L'analyse des performances sur une seule tâche peut également aider à estimer la charge de travail mental. Par exemple, des erreurs plus fréquentes ou une réduction de la vitesse de traitement des informations peuvent indiquer une charge mentale plus élevée si les exigences de la tâche augmentent. Dans le cas d'une double tâche cognitivo-motrice (téléphoner en conduisant, trouver son chemin à vélo ou à pied…), le partage des ressources ainsi créées peut entraîner une baisse de performance par rapport à l’exécution de chacune des deux tâches séparément.

La neuroergonomie propose également l'intégration de mesures objectives pour évaluer la charge de travail mental en utilisant plusieurs techniques dans des environnements qui varient dans le temps – lieux de travail, salles de classe, hôpitaux, autoroutes, etc. Par exemple, l’analyse du suivi oculaire peut fournir des informations sur la charge de travail mentale en mesurant où un individu dirige son attention. Des mesures physiologiques telles que la fréquence cardiaque et sa variabilité, l'activité électrodermique et même l'imagerie cérébrale portable peuvent fournir des indicateurs neurophysiologiques spécifiques de la charge de travail mental.

Le cortex préfrontal du cerveau est un indicateur clé

La charge de travail mental se manifeste particulièrement dans le cortex préfrontal, la zone du cerveau qui a connu le plus grand développement chez l'être humain au cours des derniers millions d'années. Cette partie de notre cerveau est fortement impliquée dans contrôle cognitif, un mécanisme de supervision et de gestion du processus décisionnel. Elle implique la résolution de conflits, la détection d'erreurs et l'inhibition, et vise à garantir un niveau de performance suffisant par rapport aux exigences de la tâche et aux imprévus, tout en maintenant un coût cognitif acceptable.

Mesurer l'activation du cortex préfrontal peut fournir des informations sur la quantité de ressources mobilisées. En effet, les tâches difficiles ou celles nécessitant une attention soutenue entraînent activation plus prononcée du cortex préfrontal et des réseaux cérébraux associés.

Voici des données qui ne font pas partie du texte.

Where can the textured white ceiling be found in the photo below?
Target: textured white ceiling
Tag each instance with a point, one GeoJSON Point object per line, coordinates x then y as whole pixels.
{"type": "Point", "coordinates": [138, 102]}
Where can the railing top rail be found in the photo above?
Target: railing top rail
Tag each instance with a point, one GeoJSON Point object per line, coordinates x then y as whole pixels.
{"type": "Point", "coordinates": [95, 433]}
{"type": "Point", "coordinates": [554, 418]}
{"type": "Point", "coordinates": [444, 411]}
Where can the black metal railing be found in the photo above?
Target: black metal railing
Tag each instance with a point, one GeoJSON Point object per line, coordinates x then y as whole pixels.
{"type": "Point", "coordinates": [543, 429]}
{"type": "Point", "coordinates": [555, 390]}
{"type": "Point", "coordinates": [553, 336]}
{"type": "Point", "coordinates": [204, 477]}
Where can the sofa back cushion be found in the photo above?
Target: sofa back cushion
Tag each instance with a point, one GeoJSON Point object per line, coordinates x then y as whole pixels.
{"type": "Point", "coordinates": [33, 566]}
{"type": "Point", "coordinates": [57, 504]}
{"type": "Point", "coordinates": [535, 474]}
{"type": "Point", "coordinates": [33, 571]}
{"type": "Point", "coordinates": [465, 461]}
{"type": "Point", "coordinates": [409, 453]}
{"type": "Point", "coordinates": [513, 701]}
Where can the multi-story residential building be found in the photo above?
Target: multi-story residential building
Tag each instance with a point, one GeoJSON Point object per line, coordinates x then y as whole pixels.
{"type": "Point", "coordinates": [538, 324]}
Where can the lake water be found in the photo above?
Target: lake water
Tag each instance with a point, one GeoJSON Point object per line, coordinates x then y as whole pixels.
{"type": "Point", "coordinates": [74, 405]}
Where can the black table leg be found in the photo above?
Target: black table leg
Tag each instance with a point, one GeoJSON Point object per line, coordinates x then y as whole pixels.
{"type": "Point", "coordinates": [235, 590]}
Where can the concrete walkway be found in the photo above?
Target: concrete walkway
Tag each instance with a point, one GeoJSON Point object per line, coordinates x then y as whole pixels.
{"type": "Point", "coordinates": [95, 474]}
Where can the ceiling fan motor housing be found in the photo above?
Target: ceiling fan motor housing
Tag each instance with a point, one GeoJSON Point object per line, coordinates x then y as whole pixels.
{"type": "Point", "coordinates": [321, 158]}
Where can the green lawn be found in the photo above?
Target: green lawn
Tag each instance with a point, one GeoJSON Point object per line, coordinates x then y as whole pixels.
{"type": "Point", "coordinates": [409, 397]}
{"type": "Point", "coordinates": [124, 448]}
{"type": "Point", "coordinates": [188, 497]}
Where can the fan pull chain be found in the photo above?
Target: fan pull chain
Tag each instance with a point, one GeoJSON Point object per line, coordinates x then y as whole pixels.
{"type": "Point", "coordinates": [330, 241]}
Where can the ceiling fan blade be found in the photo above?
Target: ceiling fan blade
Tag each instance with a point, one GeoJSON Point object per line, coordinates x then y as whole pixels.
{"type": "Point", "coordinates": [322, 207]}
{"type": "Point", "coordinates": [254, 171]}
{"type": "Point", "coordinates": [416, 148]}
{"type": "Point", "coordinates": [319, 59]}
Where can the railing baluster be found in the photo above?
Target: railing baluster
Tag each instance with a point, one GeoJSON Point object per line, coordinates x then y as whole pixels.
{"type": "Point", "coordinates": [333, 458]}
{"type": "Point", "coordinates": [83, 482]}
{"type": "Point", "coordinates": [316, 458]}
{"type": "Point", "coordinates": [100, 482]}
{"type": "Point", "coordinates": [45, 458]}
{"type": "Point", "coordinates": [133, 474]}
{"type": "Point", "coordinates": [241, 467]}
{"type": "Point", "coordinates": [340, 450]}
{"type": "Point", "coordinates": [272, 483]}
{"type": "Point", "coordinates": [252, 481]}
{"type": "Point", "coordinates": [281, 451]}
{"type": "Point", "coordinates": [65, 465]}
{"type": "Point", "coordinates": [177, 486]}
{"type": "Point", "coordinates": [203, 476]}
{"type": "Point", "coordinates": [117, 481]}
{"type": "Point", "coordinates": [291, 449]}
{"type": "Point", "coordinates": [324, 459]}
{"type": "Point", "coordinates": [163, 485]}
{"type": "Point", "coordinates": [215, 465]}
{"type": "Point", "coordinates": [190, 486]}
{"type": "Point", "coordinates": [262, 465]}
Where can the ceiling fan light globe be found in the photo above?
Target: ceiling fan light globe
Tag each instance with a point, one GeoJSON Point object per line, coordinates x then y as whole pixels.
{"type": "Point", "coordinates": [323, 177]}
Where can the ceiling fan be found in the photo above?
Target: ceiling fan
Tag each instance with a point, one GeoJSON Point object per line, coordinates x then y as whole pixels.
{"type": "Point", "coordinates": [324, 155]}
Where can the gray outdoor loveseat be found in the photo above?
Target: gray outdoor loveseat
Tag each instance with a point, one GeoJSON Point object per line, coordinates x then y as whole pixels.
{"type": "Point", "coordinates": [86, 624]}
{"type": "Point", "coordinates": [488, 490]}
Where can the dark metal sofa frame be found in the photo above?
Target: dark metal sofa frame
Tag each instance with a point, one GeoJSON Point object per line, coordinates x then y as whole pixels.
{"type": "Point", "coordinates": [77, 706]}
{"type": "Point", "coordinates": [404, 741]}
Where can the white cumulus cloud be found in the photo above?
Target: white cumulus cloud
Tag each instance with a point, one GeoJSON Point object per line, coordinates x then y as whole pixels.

Cela se produit également lors d'efforts physiques exigeants dans des environnements complexes, comme dans des situations de circulation à vélo, où chaque cycliste agit individuellement, en pesant les coûts et les avantages de chaque choix. Dans cette situation de double tâche, à la fois physique et cognitive, le décision de choix de vitesse est contrôlée cognitivement.

Gérer la charge

Dans des contextes exigeants, notre charge mentale peut évoluer sous l’influence de divers facteurs externes et internes. Alors, comment gérer la multitude de facteurs auxquels nous devons prêter attention ? Voici quatre suggestions spécifiques :

  • Dressez un aperçu de toutes les tâches à accomplir et priorisez-les. Cela permet de constituer une séquence de tâches à réaliser dans l'ordre, et de mettre de côté celles qui ne sont pas essentielles.

  • Chaque tâche doit correspondre à des objectifs précis à court terme d'une vingtaine de minutes.

  • Adaptez les pauses de travail à la tâche à accomplir. Cela vous permet de gérer efficacement la charge de travail mental et de réduire les interruptions gênantes.

  • Accordez-vous toujours un temps de récupération adéquat (lecture, sport, etc.).

L’application des principes de la neuroergonomie peut apporter des solutions personnalisées et efficaces pour gérer la charge de travail mental. La recherche reste extrêmement pertinente, en particulier lorsqu’elle prend en compte la manière dont les individus traitent l’information et interagissent avec l’environnement. À cet égard, l'utilisation de méthodes d'intelligence artificielle extraire des informations de plusieurs mesures est une manière intéressante d’évaluer en continu la charge mentale d’un individu engagé dans une tâche.The Conversation

Stéphane Perrey, Professeur des Universités en Physiologie de l'Exercice / Neurosciences Intégratives, Directeur Unité Recherche EuroMov Digital Health in Motion, Université de Montpellier

Cet article est republié de The Conversation sous une licence Creative Commons. Lis le article original.